Walka wiatrakami i zarzuty o greenwashing
PZU będzie współfinansowało rozbudowę największej polskiej farmy wiatrowej. Zielone inicjatywy ubezpieczyciela kontrują aktywiści, którzy przypominają, kogo przedsiębiorstwo ubezpiecza.
Ogłaszając podpisanie umowy na 100 mln zł, największy polski ubezpieczyciel podkreślił, że finansowanie OZE to element strategii ESG Grupy PZU na lata 2021-2024. Przypomniał, że zaangażował się już w dwa inne projekty wiatrowe - TFI PZU zapewniło finansowanie w kwocie 50 mln zł dla farm wiatrowych w Grajewie i Mławie.
- Projekt elektrowni wiatrowej Potęgowo to kolejny przykład naszego zaangażowania w transformację energetyczną polskiej gospodarki. Konsekwentnie podążamy w kierunku zrównoważonego rozwoju, (...) pracujemy nad kolejnymi projektami związanymi z aktywnością na polu energii odnawialnej - podkreśliła prezes PZU Beata Kozłowska-Chyła.
Farma wiatrowa Potęgowo leży w północno-zachodniej części województwa pomorskiego. Należy do Mashav Energia - spółki, kontrolowanej przez Israel Infrastructure Fund, której udziałowcami są też Helios Energy Investment, CME Holdings i Allied Infrastructure Ltd.

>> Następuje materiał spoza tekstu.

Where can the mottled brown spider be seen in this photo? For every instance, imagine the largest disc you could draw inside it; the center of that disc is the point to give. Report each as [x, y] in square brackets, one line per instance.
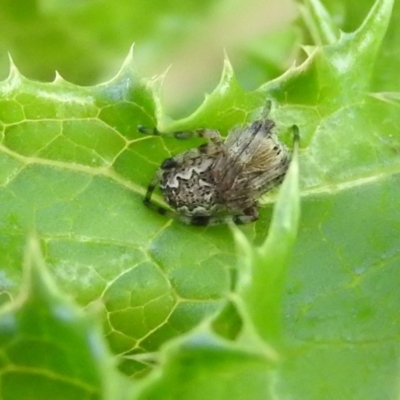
[221, 181]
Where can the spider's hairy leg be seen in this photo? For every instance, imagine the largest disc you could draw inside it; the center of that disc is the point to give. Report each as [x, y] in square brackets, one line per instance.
[209, 134]
[296, 136]
[266, 110]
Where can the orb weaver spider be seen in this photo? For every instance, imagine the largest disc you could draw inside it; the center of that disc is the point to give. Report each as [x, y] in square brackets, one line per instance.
[222, 180]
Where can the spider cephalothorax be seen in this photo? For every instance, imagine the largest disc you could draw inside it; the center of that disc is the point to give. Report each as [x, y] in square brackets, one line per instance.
[221, 181]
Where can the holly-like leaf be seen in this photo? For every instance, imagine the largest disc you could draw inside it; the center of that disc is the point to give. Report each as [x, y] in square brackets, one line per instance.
[75, 169]
[50, 348]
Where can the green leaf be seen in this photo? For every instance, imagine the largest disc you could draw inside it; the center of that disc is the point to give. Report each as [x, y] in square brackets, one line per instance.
[49, 348]
[75, 169]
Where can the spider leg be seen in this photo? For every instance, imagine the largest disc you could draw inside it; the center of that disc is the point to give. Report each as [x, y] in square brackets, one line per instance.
[209, 134]
[296, 136]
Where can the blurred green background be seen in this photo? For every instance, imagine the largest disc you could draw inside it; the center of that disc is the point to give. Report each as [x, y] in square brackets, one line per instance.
[87, 40]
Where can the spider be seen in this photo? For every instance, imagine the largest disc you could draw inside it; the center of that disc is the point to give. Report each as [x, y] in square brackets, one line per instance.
[221, 181]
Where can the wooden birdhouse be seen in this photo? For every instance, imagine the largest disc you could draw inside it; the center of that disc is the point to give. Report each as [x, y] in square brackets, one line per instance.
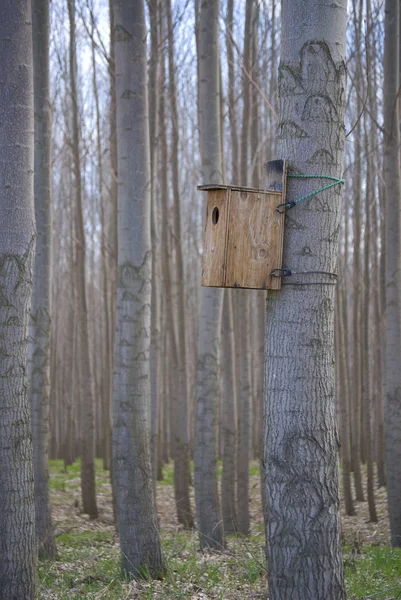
[244, 232]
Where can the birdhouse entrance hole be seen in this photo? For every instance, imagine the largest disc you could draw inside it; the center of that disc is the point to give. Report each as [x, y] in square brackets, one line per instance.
[215, 215]
[244, 233]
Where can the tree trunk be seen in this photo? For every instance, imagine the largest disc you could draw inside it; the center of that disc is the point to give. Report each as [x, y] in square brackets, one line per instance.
[301, 443]
[229, 421]
[208, 512]
[39, 339]
[17, 244]
[180, 376]
[139, 535]
[87, 424]
[393, 283]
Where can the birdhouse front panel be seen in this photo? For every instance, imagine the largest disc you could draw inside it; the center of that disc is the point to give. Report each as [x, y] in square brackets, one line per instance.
[254, 243]
[213, 264]
[243, 240]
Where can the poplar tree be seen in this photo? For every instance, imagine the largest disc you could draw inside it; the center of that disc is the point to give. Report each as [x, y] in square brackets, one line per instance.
[300, 438]
[17, 247]
[135, 509]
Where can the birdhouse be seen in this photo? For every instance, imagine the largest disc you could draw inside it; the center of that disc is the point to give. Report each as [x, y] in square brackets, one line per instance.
[243, 241]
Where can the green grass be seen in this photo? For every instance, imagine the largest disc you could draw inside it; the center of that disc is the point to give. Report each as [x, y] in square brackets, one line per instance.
[375, 573]
[88, 564]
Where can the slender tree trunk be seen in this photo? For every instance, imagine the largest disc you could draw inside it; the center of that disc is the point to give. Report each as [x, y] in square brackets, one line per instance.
[87, 424]
[132, 471]
[181, 408]
[178, 413]
[208, 512]
[155, 351]
[301, 443]
[39, 339]
[229, 421]
[17, 244]
[393, 283]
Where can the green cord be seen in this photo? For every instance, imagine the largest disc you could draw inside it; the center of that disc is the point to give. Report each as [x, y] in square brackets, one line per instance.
[335, 180]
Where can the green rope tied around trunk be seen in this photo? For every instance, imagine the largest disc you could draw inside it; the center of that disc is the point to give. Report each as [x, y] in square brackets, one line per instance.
[335, 181]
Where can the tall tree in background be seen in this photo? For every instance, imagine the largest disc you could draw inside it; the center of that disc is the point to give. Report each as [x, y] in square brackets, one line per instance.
[208, 388]
[301, 445]
[17, 244]
[132, 472]
[39, 346]
[393, 282]
[86, 406]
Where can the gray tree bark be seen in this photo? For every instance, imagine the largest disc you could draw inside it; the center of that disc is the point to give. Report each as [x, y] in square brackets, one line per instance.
[229, 420]
[86, 406]
[210, 526]
[300, 438]
[132, 472]
[392, 351]
[39, 338]
[17, 244]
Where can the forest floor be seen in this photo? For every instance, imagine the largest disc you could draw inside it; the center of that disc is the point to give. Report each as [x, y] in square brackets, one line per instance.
[88, 552]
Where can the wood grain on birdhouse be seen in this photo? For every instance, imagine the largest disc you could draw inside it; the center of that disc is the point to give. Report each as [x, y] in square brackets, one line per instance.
[244, 232]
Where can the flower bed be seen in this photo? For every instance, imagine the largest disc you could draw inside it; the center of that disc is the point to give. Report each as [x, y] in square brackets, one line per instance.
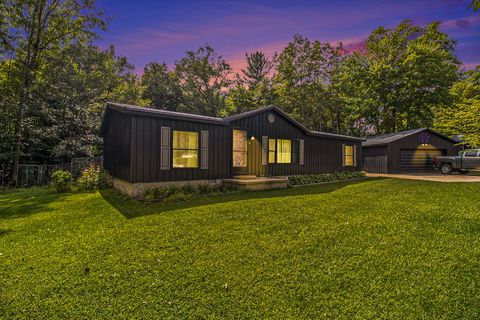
[325, 177]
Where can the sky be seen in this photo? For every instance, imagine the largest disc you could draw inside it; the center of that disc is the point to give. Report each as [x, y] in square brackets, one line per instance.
[162, 31]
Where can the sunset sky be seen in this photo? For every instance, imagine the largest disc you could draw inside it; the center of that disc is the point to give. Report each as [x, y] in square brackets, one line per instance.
[162, 31]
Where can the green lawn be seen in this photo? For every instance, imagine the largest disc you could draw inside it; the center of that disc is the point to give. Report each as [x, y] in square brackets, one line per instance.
[378, 248]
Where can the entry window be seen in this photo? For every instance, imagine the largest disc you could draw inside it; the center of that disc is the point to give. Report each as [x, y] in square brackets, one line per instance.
[271, 150]
[348, 152]
[185, 149]
[239, 148]
[284, 151]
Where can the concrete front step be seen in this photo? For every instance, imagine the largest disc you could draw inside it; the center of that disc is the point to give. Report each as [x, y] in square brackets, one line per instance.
[258, 183]
[244, 177]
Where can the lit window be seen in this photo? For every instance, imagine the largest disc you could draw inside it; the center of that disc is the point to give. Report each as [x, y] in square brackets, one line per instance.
[349, 156]
[284, 151]
[271, 150]
[239, 148]
[185, 149]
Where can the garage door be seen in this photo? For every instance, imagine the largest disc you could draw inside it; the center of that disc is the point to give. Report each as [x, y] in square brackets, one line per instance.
[417, 159]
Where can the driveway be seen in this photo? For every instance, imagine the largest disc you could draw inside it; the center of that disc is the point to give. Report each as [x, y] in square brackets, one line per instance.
[430, 176]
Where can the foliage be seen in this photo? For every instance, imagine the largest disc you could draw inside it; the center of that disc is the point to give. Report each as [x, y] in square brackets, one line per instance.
[303, 83]
[462, 117]
[475, 4]
[376, 248]
[253, 86]
[35, 29]
[402, 75]
[325, 177]
[173, 192]
[204, 78]
[62, 180]
[161, 87]
[94, 178]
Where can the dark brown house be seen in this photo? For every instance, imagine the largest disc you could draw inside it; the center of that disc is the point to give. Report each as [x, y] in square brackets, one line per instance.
[143, 145]
[406, 151]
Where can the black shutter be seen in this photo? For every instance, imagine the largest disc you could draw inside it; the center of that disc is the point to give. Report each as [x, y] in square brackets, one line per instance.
[204, 150]
[301, 152]
[165, 148]
[264, 150]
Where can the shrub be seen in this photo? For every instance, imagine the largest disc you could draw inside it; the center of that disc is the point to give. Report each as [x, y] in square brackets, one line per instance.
[203, 188]
[325, 177]
[173, 193]
[62, 180]
[93, 178]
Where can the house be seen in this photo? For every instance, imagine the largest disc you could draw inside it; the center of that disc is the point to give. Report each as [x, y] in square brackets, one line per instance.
[145, 147]
[406, 151]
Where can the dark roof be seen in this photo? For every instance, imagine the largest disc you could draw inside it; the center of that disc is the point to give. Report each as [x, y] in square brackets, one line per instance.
[391, 137]
[269, 108]
[131, 109]
[127, 108]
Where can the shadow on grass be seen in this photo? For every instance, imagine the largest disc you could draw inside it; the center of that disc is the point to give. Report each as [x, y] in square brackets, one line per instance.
[26, 202]
[131, 208]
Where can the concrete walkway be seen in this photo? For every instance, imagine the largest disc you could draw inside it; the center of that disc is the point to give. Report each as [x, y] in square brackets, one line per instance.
[434, 176]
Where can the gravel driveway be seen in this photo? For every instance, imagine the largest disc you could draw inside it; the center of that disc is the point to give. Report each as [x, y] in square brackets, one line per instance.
[430, 176]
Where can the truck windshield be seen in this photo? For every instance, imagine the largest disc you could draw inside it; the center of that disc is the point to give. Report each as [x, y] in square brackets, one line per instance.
[471, 154]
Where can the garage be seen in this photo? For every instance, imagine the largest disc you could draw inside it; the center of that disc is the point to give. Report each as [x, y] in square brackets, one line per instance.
[418, 160]
[406, 151]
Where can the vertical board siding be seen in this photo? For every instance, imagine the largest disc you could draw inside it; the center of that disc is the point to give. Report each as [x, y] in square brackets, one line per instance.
[321, 154]
[386, 158]
[117, 145]
[146, 153]
[133, 148]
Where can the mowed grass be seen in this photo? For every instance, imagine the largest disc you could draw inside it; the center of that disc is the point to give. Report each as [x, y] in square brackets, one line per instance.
[377, 248]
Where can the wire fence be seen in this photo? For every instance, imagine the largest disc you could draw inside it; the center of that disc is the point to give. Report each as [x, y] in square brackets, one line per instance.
[30, 175]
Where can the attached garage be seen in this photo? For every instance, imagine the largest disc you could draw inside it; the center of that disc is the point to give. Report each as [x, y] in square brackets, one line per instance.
[418, 159]
[406, 151]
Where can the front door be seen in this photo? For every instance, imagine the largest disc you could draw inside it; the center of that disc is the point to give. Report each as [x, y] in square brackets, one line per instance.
[240, 152]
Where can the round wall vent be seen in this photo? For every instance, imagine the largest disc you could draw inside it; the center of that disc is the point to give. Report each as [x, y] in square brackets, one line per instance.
[271, 118]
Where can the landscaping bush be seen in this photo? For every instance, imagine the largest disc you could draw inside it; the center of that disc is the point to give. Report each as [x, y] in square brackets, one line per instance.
[93, 178]
[62, 180]
[325, 177]
[174, 193]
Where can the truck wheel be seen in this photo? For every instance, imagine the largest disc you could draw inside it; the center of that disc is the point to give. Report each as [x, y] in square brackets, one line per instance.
[446, 168]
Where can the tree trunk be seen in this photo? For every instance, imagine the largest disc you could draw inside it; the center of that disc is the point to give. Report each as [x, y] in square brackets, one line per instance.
[18, 127]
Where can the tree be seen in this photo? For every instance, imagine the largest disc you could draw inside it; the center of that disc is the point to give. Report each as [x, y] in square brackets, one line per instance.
[475, 4]
[161, 87]
[205, 78]
[257, 70]
[70, 93]
[462, 117]
[36, 27]
[253, 86]
[302, 83]
[404, 73]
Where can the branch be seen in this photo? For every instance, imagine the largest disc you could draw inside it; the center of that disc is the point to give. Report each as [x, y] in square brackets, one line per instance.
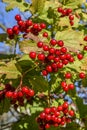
[3, 27]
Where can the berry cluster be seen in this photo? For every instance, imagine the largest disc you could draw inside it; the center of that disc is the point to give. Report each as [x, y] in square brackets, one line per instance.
[55, 116]
[17, 97]
[52, 58]
[25, 27]
[67, 12]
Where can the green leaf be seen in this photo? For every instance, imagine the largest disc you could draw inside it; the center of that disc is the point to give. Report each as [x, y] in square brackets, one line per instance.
[10, 70]
[37, 6]
[82, 109]
[16, 3]
[72, 39]
[39, 84]
[3, 37]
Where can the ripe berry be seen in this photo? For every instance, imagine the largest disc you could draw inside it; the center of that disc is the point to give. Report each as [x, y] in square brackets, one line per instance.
[71, 17]
[45, 47]
[29, 23]
[45, 34]
[31, 93]
[40, 44]
[18, 17]
[49, 68]
[85, 38]
[63, 49]
[71, 23]
[71, 86]
[65, 105]
[9, 31]
[82, 75]
[8, 94]
[71, 113]
[63, 84]
[80, 56]
[53, 42]
[60, 43]
[25, 90]
[44, 73]
[32, 55]
[69, 11]
[41, 57]
[85, 48]
[68, 75]
[59, 9]
[43, 25]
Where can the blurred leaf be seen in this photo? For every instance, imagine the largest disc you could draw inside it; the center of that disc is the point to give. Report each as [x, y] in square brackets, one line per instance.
[3, 37]
[72, 39]
[10, 70]
[39, 84]
[11, 4]
[82, 109]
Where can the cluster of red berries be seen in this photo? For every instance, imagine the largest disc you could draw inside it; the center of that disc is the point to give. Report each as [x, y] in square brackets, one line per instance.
[25, 27]
[7, 87]
[17, 97]
[52, 58]
[67, 12]
[55, 116]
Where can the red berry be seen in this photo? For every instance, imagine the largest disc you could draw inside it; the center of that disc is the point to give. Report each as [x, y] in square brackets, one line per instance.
[47, 110]
[32, 55]
[71, 86]
[71, 23]
[80, 56]
[43, 25]
[31, 93]
[71, 17]
[82, 75]
[41, 57]
[40, 44]
[64, 12]
[44, 73]
[63, 84]
[35, 26]
[66, 88]
[60, 65]
[45, 47]
[29, 23]
[85, 38]
[63, 49]
[9, 31]
[71, 113]
[68, 75]
[69, 11]
[53, 42]
[45, 34]
[25, 90]
[51, 50]
[18, 17]
[47, 126]
[85, 48]
[9, 94]
[60, 9]
[60, 43]
[20, 94]
[42, 115]
[15, 29]
[49, 68]
[65, 105]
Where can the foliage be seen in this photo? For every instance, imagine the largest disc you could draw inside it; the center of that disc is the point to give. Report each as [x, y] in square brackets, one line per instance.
[24, 73]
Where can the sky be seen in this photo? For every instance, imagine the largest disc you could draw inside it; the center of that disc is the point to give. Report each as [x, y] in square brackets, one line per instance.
[7, 19]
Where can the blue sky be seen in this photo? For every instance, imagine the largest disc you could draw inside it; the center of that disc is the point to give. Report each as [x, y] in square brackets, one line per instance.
[7, 19]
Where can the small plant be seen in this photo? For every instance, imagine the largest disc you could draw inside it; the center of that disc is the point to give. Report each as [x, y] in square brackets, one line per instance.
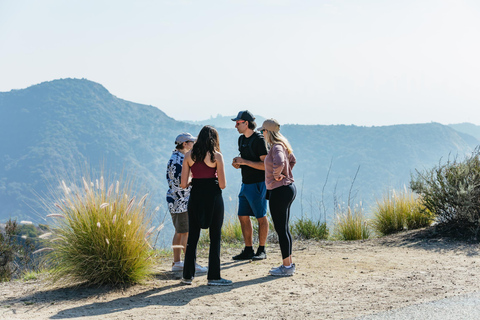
[399, 211]
[15, 251]
[451, 191]
[101, 235]
[351, 225]
[30, 275]
[308, 229]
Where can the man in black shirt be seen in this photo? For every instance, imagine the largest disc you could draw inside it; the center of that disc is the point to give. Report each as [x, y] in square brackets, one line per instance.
[251, 199]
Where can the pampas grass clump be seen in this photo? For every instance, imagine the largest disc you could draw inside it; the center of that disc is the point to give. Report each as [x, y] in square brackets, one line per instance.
[351, 224]
[101, 236]
[398, 211]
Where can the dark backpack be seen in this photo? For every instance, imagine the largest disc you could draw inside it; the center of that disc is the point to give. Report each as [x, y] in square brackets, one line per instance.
[249, 146]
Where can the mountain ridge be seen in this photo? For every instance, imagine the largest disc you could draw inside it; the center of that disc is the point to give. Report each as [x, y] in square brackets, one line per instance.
[54, 128]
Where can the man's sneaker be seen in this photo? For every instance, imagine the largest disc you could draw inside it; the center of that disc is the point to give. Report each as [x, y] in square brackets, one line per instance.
[244, 255]
[260, 256]
[200, 270]
[282, 271]
[177, 266]
[220, 282]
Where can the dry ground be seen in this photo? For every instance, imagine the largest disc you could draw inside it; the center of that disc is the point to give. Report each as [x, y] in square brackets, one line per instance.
[334, 280]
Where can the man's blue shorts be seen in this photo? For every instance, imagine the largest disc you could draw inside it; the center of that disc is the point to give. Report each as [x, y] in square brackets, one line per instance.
[251, 200]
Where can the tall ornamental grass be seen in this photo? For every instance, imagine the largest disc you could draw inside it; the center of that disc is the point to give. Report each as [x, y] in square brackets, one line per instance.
[101, 234]
[305, 228]
[398, 211]
[351, 224]
[451, 191]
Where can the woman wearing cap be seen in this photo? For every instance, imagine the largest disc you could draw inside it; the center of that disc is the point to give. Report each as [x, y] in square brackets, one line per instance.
[177, 199]
[205, 206]
[281, 190]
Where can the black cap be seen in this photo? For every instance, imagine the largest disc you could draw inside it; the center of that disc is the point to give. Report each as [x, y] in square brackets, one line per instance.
[245, 115]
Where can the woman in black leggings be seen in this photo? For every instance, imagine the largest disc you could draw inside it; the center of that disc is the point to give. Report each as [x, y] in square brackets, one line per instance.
[205, 205]
[281, 189]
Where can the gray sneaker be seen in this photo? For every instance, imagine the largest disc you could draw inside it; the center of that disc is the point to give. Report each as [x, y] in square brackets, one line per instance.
[220, 282]
[282, 271]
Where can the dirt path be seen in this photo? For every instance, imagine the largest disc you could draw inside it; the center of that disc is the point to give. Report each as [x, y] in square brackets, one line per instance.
[334, 280]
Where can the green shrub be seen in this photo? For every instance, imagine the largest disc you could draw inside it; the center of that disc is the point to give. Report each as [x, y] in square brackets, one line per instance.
[308, 229]
[15, 252]
[451, 191]
[350, 225]
[398, 211]
[101, 236]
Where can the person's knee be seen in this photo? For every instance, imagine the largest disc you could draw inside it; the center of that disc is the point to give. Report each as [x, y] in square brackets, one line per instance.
[244, 219]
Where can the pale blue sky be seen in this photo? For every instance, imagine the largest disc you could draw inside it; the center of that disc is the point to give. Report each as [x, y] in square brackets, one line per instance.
[308, 62]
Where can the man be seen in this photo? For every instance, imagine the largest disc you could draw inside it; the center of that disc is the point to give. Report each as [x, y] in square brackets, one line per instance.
[251, 199]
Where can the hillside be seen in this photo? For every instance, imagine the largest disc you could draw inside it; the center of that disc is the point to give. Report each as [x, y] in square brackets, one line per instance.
[467, 129]
[53, 129]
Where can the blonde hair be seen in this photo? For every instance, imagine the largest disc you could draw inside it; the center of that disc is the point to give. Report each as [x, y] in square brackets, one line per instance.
[276, 137]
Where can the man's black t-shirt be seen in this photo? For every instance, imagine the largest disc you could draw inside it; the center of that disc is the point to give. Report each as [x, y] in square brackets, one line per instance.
[252, 148]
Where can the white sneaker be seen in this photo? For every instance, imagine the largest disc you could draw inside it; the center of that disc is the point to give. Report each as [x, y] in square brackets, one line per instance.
[177, 266]
[199, 269]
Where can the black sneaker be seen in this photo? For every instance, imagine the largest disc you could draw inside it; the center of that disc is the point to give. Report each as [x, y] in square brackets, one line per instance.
[244, 255]
[260, 256]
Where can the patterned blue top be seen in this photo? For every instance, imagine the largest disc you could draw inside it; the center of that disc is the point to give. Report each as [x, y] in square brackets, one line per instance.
[177, 198]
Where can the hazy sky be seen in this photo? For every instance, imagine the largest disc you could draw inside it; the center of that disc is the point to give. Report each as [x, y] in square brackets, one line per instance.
[309, 62]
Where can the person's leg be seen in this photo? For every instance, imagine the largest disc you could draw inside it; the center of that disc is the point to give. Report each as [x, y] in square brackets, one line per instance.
[179, 239]
[191, 251]
[258, 203]
[244, 213]
[262, 231]
[215, 232]
[180, 222]
[280, 201]
[247, 230]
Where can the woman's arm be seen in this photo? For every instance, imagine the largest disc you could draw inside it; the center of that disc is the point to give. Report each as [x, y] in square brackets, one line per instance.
[222, 182]
[186, 171]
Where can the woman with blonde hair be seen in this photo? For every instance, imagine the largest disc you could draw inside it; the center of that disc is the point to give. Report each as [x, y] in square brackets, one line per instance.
[281, 190]
[205, 205]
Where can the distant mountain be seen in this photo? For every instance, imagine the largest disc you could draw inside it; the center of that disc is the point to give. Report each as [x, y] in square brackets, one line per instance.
[53, 129]
[225, 121]
[467, 128]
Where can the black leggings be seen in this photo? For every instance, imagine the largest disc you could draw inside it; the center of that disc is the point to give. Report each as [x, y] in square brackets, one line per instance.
[280, 201]
[215, 231]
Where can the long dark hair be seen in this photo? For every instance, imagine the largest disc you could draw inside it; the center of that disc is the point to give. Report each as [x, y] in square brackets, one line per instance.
[207, 141]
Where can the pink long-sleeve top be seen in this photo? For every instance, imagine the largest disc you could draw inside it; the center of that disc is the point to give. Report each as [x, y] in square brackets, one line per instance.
[278, 162]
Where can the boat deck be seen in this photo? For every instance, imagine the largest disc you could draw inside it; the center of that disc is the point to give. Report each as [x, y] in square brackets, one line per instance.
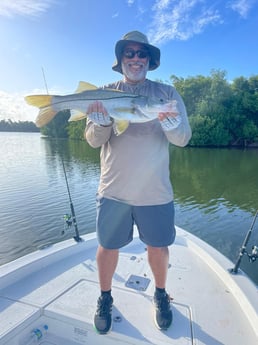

Moc farmy wzrośnie z 220 do 257 MW.
Uzyskane finansowanie zostanie wykorzystane na rozbudowę projektu o farmę wiatrową Wieliszewo o mocy 37,4 MW
Oskarżenia o greenwashing
Organizacje ekologiczne uważają, że wizerunek ubezpiecyciela nie do końca jest "zielony". Przedsiębiorstwo ubezpiecza bowiem elektrownię Bełchatów czy kopalnię Turów, której TSUE nakazało wstrzymanie prac wydobywczych. Aktywiści kilka dni temu zwrócili się z apelem do Zarządu PZU.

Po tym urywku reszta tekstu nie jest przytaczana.